Another obstacle is the fact that medical innovations have a hard time getting funded. An example of this would be Kickstarters refusing to sponsor any health or medical device ideas. This is further complicated by the need for large amounts of capital in order to survive the lengthy process of passing regulatory approval.

Along with regulatory approval, medicine is still quite a conservative industry that requires strong scientific evidence that an intervention works. This results in having to run lengthy and expensive scientific and clinical research to prove to our peers of the safety and efficacy of any innovation.

Who else do you think is doing cool stuff in these industries?

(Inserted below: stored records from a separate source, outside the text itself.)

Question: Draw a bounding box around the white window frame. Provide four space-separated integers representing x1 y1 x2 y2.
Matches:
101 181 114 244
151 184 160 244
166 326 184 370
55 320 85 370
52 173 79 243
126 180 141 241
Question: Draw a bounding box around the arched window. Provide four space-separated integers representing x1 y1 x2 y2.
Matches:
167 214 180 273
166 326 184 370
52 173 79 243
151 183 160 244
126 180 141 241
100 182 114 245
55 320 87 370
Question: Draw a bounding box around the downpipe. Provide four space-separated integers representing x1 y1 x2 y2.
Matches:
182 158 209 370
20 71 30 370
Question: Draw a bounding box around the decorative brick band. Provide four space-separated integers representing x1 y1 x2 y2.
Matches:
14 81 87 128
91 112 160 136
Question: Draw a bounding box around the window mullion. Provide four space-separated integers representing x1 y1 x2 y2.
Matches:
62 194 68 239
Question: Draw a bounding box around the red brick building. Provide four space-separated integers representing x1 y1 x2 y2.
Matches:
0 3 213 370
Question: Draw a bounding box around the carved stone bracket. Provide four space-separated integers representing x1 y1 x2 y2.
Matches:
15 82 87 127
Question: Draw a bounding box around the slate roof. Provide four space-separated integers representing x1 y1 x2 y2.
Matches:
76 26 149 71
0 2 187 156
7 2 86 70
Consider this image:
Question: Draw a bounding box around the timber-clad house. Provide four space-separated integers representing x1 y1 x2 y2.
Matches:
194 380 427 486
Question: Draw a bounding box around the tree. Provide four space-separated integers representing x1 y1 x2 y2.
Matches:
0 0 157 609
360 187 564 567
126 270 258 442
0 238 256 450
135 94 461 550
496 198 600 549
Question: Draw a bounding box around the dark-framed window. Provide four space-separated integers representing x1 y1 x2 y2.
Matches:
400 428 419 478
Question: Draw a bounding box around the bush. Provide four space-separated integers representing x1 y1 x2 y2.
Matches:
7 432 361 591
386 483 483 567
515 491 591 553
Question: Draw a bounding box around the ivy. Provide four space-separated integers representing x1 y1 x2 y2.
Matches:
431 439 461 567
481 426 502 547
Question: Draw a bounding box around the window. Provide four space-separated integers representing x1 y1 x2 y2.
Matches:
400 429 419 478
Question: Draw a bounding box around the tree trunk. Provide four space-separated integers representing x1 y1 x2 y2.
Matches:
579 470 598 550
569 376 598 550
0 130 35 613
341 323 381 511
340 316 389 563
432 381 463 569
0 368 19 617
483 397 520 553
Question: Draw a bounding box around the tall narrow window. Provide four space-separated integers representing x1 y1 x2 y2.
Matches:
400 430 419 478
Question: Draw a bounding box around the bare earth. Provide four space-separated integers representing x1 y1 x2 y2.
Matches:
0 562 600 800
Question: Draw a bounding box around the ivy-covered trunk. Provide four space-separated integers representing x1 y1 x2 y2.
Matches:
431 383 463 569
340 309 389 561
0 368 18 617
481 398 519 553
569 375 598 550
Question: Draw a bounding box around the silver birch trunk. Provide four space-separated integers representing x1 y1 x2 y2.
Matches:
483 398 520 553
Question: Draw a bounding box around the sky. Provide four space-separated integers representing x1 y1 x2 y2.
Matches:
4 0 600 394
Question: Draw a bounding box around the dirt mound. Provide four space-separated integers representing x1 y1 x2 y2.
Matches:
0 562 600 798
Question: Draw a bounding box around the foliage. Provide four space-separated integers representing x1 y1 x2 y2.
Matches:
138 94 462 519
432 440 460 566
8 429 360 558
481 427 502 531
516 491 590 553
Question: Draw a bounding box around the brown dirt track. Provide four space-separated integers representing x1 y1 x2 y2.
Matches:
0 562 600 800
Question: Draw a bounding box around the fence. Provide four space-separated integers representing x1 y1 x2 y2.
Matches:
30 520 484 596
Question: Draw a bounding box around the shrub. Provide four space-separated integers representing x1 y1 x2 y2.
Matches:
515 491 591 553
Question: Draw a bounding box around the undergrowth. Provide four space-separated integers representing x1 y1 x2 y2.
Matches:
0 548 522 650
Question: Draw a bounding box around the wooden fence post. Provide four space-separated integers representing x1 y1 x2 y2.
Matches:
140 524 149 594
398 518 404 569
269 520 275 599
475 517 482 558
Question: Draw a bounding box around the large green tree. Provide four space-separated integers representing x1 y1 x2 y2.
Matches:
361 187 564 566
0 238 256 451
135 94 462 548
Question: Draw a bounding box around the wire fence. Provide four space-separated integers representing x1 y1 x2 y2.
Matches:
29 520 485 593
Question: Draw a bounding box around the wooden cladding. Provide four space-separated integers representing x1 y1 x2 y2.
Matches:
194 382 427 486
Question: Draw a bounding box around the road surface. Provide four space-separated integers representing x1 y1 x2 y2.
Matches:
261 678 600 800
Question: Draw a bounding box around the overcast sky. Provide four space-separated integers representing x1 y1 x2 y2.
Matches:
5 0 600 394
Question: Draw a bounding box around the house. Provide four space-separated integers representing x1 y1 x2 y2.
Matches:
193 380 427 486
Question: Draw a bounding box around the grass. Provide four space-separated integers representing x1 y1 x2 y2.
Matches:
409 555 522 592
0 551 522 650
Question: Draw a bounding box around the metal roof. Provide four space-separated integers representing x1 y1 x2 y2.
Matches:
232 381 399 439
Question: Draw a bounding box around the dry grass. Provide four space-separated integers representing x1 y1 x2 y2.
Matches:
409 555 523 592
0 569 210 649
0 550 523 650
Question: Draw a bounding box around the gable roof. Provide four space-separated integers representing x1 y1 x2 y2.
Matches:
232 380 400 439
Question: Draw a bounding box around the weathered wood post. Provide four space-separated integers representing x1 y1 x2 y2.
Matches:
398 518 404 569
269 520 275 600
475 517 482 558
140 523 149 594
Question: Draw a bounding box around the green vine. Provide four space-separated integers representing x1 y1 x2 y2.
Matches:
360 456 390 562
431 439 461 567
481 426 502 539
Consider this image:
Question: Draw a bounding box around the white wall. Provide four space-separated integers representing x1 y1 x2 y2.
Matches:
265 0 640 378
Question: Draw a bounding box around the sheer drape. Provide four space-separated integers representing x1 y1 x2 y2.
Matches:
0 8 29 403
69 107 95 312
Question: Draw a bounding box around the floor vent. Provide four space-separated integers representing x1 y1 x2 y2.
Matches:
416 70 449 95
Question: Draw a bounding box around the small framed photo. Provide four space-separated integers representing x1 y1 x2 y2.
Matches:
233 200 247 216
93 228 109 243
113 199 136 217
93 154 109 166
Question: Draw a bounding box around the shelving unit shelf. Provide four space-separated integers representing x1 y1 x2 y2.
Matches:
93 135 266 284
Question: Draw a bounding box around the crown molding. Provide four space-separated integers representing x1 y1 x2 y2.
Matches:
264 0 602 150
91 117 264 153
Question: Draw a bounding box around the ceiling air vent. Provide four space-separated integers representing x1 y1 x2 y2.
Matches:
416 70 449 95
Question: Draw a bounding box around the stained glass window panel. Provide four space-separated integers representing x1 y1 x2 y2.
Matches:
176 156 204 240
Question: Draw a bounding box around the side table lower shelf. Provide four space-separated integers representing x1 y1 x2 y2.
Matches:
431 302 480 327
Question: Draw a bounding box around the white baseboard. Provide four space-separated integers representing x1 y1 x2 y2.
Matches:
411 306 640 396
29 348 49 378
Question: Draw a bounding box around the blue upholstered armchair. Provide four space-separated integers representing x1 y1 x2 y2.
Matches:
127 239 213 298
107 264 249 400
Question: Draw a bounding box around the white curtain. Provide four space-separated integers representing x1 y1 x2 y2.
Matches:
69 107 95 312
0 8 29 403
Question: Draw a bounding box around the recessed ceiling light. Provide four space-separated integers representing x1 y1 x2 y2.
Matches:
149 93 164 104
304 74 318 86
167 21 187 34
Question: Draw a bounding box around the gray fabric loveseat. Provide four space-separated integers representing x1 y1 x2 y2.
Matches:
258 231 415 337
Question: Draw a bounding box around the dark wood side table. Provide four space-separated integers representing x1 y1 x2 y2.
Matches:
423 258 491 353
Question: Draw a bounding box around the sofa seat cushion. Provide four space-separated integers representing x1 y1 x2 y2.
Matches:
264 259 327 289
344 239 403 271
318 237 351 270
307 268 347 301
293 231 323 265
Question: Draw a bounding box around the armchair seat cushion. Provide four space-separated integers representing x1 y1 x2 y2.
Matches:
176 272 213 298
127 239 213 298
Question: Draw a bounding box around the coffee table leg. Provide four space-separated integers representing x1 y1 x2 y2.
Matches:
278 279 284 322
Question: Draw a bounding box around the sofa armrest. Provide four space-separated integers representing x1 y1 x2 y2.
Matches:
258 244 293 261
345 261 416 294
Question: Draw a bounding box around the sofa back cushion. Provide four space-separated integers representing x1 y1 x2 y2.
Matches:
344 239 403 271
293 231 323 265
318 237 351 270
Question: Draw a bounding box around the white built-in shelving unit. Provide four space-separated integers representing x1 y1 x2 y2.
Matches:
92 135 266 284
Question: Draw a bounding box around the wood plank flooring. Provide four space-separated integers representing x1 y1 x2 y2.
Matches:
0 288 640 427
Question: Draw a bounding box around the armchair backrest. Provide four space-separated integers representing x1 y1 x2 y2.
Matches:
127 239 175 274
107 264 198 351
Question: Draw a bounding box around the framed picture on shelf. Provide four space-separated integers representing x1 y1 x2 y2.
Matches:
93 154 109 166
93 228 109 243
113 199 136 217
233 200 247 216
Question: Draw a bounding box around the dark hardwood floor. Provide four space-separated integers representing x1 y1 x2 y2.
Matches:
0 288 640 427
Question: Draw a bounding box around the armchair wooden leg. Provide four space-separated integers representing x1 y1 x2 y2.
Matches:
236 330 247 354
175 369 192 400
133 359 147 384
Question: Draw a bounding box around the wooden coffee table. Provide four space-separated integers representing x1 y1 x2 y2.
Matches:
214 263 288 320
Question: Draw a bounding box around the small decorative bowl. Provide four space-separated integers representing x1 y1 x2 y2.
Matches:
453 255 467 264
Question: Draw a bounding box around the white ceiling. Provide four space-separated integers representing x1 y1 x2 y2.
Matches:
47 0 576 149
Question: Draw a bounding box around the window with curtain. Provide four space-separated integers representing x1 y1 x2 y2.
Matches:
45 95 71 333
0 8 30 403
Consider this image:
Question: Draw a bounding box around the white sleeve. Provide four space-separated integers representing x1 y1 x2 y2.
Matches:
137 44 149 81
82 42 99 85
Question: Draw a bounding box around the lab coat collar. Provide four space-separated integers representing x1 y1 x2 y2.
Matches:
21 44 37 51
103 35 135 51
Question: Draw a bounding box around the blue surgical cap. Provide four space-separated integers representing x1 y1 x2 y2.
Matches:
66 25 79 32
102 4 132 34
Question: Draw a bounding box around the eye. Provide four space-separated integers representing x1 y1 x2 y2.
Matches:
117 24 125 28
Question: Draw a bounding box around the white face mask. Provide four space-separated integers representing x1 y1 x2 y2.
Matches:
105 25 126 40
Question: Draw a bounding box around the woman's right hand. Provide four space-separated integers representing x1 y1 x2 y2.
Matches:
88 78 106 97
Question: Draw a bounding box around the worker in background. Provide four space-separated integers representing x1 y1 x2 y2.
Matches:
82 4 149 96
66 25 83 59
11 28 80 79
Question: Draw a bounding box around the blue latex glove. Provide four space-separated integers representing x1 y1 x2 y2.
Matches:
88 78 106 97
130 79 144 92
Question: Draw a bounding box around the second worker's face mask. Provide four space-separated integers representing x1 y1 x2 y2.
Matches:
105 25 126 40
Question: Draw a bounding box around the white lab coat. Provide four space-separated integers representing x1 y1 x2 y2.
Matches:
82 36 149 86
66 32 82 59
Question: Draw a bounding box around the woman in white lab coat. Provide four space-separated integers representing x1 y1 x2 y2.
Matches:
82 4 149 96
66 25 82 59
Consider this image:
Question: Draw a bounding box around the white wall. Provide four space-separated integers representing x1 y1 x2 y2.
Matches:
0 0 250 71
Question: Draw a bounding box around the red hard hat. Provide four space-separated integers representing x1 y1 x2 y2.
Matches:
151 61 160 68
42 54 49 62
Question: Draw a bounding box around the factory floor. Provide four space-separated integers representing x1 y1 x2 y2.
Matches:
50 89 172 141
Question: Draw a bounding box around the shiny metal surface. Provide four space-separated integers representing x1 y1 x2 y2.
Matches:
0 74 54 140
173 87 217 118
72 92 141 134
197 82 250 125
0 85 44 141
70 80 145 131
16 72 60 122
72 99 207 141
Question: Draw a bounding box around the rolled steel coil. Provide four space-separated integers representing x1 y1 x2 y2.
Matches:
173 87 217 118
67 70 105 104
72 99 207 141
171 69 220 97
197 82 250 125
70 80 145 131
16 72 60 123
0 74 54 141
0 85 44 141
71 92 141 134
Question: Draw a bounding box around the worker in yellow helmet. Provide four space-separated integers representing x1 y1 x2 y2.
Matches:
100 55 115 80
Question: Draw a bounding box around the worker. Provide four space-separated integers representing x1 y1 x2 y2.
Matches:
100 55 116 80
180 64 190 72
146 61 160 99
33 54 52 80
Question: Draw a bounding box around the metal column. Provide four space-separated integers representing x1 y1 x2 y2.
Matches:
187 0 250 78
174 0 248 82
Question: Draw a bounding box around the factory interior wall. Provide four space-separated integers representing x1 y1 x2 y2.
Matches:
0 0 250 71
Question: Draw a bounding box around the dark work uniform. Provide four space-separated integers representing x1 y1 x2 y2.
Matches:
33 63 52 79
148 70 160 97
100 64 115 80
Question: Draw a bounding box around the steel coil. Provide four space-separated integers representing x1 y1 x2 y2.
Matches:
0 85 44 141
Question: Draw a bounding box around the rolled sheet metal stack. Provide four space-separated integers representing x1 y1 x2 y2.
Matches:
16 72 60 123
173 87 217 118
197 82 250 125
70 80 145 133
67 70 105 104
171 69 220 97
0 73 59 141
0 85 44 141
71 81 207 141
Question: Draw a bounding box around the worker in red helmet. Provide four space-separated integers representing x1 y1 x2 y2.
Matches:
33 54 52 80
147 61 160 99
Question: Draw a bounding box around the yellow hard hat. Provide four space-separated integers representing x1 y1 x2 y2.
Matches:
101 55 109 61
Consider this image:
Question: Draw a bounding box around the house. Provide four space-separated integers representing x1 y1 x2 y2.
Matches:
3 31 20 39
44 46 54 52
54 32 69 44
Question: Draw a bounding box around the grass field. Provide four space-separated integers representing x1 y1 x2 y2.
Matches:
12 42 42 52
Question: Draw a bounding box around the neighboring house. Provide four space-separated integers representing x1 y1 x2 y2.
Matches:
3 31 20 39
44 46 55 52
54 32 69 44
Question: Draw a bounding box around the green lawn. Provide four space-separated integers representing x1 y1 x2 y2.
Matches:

AliveCor have built an iPhone case that turns the iPhone into a portable electrocardiogram and have recently been cleared by the FDA.

Sanofi BGStar have an iPhone attachment that talks to a glucometer to transmit blood glucose levels directly to the smartphone for diabetics.

Max Little’s research amazing stuff if he can prove it works.

What related events do you find rewarding in Melbourne?

Melbourne has a relatively new HealthTech Meetup group run by Dr Pieter Peach that brings together Melbourne’s growing community of health technology entrepreneurs.

Melbourne Hack Nights for Humanity run by ThoughtWorks is a great opportunity for developers to donate their time and work on projects such OpenMRS (a healthcare record system for the developing world).

What’s next for StethoCloud and you?

We’re using the money that we’ve received from Microsoft’s Imagine Cup Grants program to run several research trials at Melbourne’s Royal Children’s Hospital to validate our ideas and to bootstrap our dataset. In the meantime, we’ll also be pursuing FDA approval of our system for sale in the US and EC certification for sale in Europe and Australia. We’re also looking to partner with several other research institutes to use StethoCloud as their research platform.

Personally, I’m going to be spending 2013 working as an intern medical doctor by day while hopefully being able to run StethoCloud by night. Things will hopefully start to get interesting and it’s my hope that we will be able to begin the commercialization process in 2014.